Comparison of the results of the exact calculations with the results of the Monte Carlo simulations.

df_results = pd.DataFrame.from_dict(results_dict)
df_results

	schedule_name	average_waiting_time	average_overtime	expected_waiting_time	expected_overtime	average_computation_time
0	Calibration	1.856333	1.365	1.830000	1.350000	0.000093
1	Uniform	11.777375	24.064	11.816609	24.064828	0.000175
2	Decreasing	16.782500	23.804	16.715097	23.923317	0.000077
3	Increasing	12.476250	29.712	12.515063	29.856121	0.000069
4	Front-heavy	16.810125	24.081	16.715970	23.924827	0.000065
5	Back-heavy	16.473875	33.617	16.715970	33.921948	0.000062
6	Alternating	14.096875	23.703	14.233406	23.958410	0.000057
7	Bailey-rule	6.557500	10.043	6.439654	9.820826	0.000127

# Extract schedule names from the dataframe
schedule_names = df_results['schedule_name'].tolist()

# Create new x-values for simulation and exact results
x_sim = [f"{s}<br>Simulation" for s in schedule_names]
x_exact = [f"{s}<br>Exact" for s in schedule_names]

# Extract values from the dataframe
sim_wait = df_results['average_waiting_time'].tolist()
sim_over = df_results['average_overtime'].tolist()
exact_wait = df_results['expected_waiting_time'].tolist()
exact_over = df_results['expected_overtime'].tolist()

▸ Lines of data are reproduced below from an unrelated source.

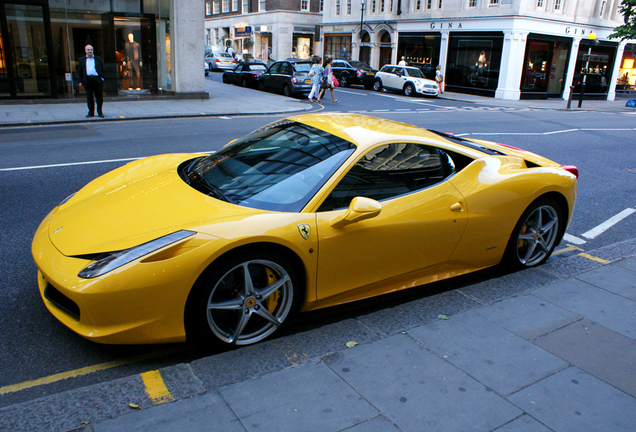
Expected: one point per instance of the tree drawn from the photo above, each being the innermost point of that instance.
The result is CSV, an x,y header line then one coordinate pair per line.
x,y
627,30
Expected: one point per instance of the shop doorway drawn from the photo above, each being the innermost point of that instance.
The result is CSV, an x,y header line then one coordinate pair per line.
x,y
545,67
25,48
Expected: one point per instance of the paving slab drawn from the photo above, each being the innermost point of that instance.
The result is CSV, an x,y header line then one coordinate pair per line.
x,y
208,412
597,350
608,309
527,316
307,397
489,353
573,400
617,279
416,390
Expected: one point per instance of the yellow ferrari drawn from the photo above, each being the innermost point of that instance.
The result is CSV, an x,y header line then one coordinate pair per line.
x,y
307,212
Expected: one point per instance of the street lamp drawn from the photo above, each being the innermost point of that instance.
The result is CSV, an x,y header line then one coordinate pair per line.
x,y
592,38
361,17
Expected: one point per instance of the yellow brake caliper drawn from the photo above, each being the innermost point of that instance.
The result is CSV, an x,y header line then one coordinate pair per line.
x,y
272,301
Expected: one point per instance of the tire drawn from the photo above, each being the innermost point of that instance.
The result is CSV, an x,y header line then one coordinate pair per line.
x,y
226,306
536,234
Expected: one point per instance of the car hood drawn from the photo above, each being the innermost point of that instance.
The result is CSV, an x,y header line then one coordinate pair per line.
x,y
134,204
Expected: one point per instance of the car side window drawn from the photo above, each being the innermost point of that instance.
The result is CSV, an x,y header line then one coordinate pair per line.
x,y
389,171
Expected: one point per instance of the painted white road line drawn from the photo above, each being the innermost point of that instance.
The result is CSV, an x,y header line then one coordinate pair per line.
x,y
595,232
572,239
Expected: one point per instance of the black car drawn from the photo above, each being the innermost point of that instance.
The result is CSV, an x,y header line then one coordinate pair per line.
x,y
289,77
245,74
353,72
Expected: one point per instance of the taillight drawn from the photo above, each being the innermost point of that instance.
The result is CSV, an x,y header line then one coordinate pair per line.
x,y
571,169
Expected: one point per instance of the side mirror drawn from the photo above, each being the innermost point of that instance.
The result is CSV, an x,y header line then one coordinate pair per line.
x,y
360,209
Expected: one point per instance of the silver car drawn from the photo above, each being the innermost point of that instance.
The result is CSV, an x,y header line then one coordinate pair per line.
x,y
409,80
219,61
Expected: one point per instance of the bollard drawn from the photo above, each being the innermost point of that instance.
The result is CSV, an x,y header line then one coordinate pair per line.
x,y
570,97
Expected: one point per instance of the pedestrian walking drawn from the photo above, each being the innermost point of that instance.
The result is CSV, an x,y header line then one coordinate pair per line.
x,y
90,70
439,78
316,74
328,83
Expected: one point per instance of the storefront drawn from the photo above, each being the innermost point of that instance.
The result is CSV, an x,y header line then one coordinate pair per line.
x,y
41,42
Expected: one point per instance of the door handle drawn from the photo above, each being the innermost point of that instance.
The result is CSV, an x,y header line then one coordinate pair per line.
x,y
457,207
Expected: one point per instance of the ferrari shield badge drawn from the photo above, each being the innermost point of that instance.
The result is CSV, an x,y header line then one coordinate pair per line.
x,y
304,230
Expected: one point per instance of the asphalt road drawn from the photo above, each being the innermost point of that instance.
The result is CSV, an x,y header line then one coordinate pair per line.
x,y
57,160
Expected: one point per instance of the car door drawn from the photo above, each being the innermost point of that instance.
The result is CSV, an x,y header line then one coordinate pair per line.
x,y
422,219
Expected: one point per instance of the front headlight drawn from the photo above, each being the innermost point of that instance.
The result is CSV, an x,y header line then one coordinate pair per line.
x,y
112,260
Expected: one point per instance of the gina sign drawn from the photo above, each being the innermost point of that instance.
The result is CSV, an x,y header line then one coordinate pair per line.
x,y
443,25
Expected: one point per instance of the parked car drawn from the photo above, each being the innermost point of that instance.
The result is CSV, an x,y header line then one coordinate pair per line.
x,y
219,61
409,80
289,77
353,72
245,74
307,212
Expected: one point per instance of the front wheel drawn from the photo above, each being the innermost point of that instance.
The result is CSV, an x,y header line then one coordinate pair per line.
x,y
244,299
535,235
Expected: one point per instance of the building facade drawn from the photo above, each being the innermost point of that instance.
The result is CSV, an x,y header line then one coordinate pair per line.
x,y
148,46
264,29
508,49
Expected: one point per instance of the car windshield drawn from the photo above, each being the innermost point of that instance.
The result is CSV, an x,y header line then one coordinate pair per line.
x,y
359,65
302,67
414,72
278,167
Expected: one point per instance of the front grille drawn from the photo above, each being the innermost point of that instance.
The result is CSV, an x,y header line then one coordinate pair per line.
x,y
61,301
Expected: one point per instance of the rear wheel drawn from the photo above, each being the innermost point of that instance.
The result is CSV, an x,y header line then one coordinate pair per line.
x,y
535,235
244,299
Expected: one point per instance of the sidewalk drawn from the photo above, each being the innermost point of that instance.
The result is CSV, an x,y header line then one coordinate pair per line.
x,y
546,349
230,100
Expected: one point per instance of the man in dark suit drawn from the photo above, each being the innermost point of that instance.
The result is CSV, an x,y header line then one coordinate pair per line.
x,y
91,74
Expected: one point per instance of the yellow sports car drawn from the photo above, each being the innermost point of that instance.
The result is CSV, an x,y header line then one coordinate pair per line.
x,y
307,212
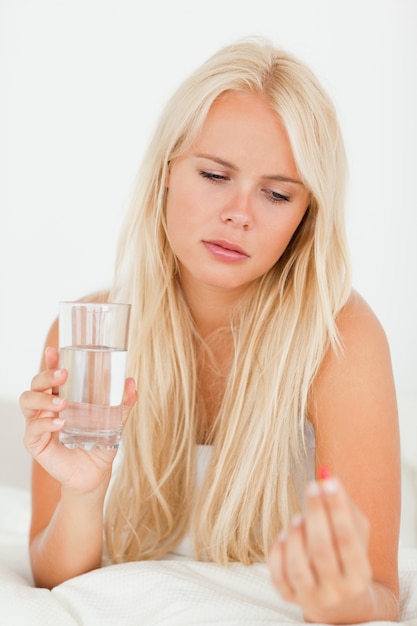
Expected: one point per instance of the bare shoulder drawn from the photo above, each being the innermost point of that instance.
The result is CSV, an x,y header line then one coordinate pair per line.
x,y
363,349
356,320
353,409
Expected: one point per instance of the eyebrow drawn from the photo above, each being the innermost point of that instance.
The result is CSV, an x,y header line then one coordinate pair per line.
x,y
277,177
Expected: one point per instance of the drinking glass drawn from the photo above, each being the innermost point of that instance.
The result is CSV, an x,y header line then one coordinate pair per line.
x,y
93,349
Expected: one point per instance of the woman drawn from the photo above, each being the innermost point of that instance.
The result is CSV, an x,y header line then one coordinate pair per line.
x,y
249,349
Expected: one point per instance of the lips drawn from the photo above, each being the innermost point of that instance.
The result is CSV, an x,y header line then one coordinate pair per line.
x,y
226,250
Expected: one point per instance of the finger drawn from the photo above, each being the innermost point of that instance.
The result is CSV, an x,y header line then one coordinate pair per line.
x,y
35,404
51,358
276,562
321,544
39,432
49,380
350,530
298,567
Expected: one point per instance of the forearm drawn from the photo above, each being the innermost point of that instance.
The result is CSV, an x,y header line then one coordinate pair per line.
x,y
378,603
72,542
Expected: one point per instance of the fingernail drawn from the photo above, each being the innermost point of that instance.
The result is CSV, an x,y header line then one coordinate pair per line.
x,y
324,472
313,489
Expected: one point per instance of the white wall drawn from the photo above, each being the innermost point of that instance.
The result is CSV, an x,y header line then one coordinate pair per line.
x,y
81,84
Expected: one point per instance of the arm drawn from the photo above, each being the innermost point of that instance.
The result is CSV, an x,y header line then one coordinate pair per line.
x,y
339,562
68,486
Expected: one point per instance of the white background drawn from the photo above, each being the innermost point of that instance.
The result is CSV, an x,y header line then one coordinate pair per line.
x,y
81,85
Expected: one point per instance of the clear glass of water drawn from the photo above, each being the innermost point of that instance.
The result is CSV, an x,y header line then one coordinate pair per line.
x,y
93,349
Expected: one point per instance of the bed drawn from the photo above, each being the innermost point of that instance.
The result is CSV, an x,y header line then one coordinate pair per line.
x,y
174,591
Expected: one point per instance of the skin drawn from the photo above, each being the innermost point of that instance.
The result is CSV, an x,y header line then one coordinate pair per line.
x,y
234,201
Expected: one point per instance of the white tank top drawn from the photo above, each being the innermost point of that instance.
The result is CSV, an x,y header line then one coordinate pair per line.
x,y
184,547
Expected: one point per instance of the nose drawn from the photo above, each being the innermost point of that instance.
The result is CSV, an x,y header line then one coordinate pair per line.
x,y
237,212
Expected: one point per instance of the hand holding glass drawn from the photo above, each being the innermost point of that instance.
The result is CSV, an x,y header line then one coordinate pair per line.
x,y
93,349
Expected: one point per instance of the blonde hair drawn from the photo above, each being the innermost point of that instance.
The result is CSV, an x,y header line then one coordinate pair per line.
x,y
281,331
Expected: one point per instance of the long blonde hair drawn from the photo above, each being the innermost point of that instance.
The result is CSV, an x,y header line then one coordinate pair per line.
x,y
280,332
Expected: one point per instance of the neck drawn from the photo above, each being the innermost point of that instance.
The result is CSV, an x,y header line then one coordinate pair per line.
x,y
210,307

# Create a combined category list with an empty category between the two groups
categories = x_sim + [""] + x_exact

# Create the figure
fig = go.Figure()

# Simulation bar traces (stacked)
fig.add_trace(go.Bar(
    x=x_sim,
    y=sim_wait,
    name='Waiting Time',
    marker_color='blue'
))
fig.add_trace(go.Bar(
    x=x_sim,
    y=sim_over,
    name='Overtime',
    marker_color='red'
))

# Exact bar traces (stacked)
fig.add_trace(go.Bar(
    x=x_exact,
    y=exact_wait,
    name='Waiting Time',
    marker_color='blue',
    showlegend=False  # legend already shown for waiting time above
))
fig.add_trace(go.Bar(
    x=x_exact,
    y=exact_over,
    name='Overtime',
    marker_color='red',
    showlegend=False  # legend already shown for overtime above
))

# Update x-axis to use the full category array (which includes the gap)
fig.update_xaxes(
    tickangle=45,
    categoryorder='array',
    categoryarray=categories
)

# Optionally, adjust the vertical dotted line.
# For example, you can remove it if the gap is sufficient or reposition it.
fig.update_layout(
    title="Comparison of Simulation vs. Exact Results",
    xaxis_title="Schedule Type",
    yaxis_title="Time",
    barmode='stack',
    shapes=[
        dict(
            type="line",
            xref="paper", x0=0.5, x1=0.5,
            yref="paper", y0=0, y1=1,
            line=dict(
                color="black",
                width=2,
                dash="dot"
            )
        )
    ]
)

fig.show()

2.6 Discussion

The results show that the exact calculations and the Monte Carlo simulations are in good agreement. The average waiting times and overtimes are very close for both methods. The computation times for the exact calculations are also reasonable, indicating that the functions are efficient - at least for these limited instances.

2.7 Timeline

This experiment has been started on 07-03-2025 and is expected to be finished on 14-03-2025.